Changes to cerebral miRNA expression have been implicated in the progression of Alzheimer's disease (AD), as miRNAs that regulate the expression of gene products involved in amyloid beta (Aβ) processing, such as BACE1, are dysregulated in those that suffer from AD. Exercise training improves cognition and reduces BACE1 and Aβ plaque burden; however, the mechanisms are not fully understood. Using our progressive weighted wheel running (PoWeR) exercise program, we assessed the effect of 20 weeks of exercise training on changes in hippocampal miRNA expression in female 3xTg-AD (3xTg) mice.

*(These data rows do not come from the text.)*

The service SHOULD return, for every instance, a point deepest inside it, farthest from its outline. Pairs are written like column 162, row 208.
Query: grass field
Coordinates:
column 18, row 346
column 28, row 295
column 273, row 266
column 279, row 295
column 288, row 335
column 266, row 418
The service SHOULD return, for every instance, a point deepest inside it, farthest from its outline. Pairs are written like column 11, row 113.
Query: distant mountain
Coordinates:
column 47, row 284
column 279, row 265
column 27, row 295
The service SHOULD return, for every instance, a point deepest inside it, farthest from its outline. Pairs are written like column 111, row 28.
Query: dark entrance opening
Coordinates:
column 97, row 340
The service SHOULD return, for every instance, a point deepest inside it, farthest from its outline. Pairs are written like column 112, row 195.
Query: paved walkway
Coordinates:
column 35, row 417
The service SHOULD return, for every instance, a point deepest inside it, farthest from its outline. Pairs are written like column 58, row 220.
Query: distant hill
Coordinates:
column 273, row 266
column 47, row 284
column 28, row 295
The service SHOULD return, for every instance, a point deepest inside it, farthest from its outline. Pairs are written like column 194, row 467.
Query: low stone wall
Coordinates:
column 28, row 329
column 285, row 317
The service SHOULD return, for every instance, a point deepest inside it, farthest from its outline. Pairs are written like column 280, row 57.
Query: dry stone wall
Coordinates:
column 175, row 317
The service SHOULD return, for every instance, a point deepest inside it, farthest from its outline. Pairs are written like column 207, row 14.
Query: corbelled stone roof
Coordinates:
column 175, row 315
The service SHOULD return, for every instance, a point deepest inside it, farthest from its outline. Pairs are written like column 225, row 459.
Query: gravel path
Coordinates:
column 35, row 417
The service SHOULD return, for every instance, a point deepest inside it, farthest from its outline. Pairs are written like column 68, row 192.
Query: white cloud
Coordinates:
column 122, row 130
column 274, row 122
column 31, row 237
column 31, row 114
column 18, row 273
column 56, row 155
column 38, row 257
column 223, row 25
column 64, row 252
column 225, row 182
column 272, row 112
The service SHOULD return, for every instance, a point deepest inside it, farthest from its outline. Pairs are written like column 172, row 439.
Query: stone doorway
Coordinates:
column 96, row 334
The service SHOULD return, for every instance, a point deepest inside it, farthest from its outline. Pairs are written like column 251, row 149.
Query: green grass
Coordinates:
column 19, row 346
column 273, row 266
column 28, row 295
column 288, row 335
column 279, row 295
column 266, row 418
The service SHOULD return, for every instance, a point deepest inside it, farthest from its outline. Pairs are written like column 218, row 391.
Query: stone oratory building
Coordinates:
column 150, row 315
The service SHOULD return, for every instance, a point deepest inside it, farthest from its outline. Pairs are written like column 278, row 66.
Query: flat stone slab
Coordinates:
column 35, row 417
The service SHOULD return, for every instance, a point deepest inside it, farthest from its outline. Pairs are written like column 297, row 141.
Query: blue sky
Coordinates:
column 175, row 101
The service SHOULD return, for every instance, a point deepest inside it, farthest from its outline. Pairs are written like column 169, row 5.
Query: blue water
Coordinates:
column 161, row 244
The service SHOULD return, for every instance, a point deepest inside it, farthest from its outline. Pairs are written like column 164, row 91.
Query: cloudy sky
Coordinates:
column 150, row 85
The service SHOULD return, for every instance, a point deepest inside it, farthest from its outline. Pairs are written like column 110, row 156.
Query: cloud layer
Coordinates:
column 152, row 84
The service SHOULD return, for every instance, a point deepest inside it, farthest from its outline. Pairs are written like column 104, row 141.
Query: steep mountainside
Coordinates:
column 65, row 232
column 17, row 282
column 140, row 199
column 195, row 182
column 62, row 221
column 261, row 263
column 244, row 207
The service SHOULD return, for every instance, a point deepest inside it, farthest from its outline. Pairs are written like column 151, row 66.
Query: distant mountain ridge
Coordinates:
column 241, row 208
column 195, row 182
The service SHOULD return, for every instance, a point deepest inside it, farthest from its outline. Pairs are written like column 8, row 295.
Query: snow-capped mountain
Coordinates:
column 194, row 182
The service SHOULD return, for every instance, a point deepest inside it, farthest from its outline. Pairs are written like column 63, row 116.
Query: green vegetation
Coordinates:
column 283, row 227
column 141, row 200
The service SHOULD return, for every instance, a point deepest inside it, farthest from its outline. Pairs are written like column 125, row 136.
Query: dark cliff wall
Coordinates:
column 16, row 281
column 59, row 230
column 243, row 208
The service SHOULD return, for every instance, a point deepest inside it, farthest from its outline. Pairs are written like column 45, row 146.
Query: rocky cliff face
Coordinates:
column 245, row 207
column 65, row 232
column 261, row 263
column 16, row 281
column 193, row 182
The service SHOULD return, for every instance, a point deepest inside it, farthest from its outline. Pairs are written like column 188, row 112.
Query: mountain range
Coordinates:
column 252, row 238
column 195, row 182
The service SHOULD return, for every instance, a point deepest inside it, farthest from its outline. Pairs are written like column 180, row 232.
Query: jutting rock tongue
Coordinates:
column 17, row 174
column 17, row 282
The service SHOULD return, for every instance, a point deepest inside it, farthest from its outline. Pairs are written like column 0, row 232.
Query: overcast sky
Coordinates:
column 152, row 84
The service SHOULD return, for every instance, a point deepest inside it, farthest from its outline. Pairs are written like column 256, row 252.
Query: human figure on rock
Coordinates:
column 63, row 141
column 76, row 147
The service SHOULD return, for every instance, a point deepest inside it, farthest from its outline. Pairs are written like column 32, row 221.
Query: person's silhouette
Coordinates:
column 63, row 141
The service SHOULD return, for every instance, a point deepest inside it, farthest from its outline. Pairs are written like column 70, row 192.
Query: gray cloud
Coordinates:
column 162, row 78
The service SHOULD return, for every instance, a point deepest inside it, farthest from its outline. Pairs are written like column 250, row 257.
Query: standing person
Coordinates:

PoWeR was sufficient to promote muscle hypertrophy and increase myonuclear abundance. Further, PoWeR elevated hippocampal Dicer gene expression in 3xTg mice, while altering miRNA expression towards a more wild-type profile. Specifically, miR-29, which is validated to target BACE1, was significantly lower in sedentary 3xTg mice when compared to wild-type, but was elevated following PoWeR. Accordingly, BACE1 gene expression, along with detergent soluble Aβ^1-42, were lower in PoWeR trained 3xTg mice. Our data suggest that PoWeR training upregulates Dicer gene expression to alter cerebral miRNA expression, which may contribute to reduced Aβ accumulation and delay AD progression.

中文翻译：

---

运动介导的海马 Dicer mRNA 和 miRNA 改变与雌性 3xTg-AD 小鼠的 BACE1 基因表达和 Aβ1-42 降低有关

脑 miRNA 表达的变化与阿尔茨海默病 (AD) 的进展有关，因为调节参与淀粉样蛋白 β (Aβ) 加工的基因产物（如 BACE1）表达的 miRNA 在患有 AD 的患者中失调。运动训练可提高认知能力并减少 BACE1 和 Aβ 斑块负担；然而，这些机制尚未完全了解。使用我们的渐进式加权轮式跑步 (PoWeR) 运动计划，我们评估了 20 周的运动训练对雌性 3xTg-AD (3xTg) 小鼠海马 miRNA 表达变化的影响。PoWeR 足以促进肌肉肥大和增加肌核丰度。此外，PoWeR 提高了 3xTg 小鼠的海马 Dicer 基因表达，同时将 miRNA 表达改变为更野生型。具体来说，miR-29，经验证以 BACE1 为目标，与野生型相比，久坐不动的 3xTg 小鼠显着降低，但在 Power 后升高。因此，BACE1 基因表达，连同洗涤剂可溶性 Aβ^{1-42 ，在功率训练的3xTg}小鼠中较低。我们的数据表明，Power 训练上调 Dicer 基因表达以改变大脑 miRNA 表达，这可能有助于减少 Aβ 积累并延缓 AD 进展。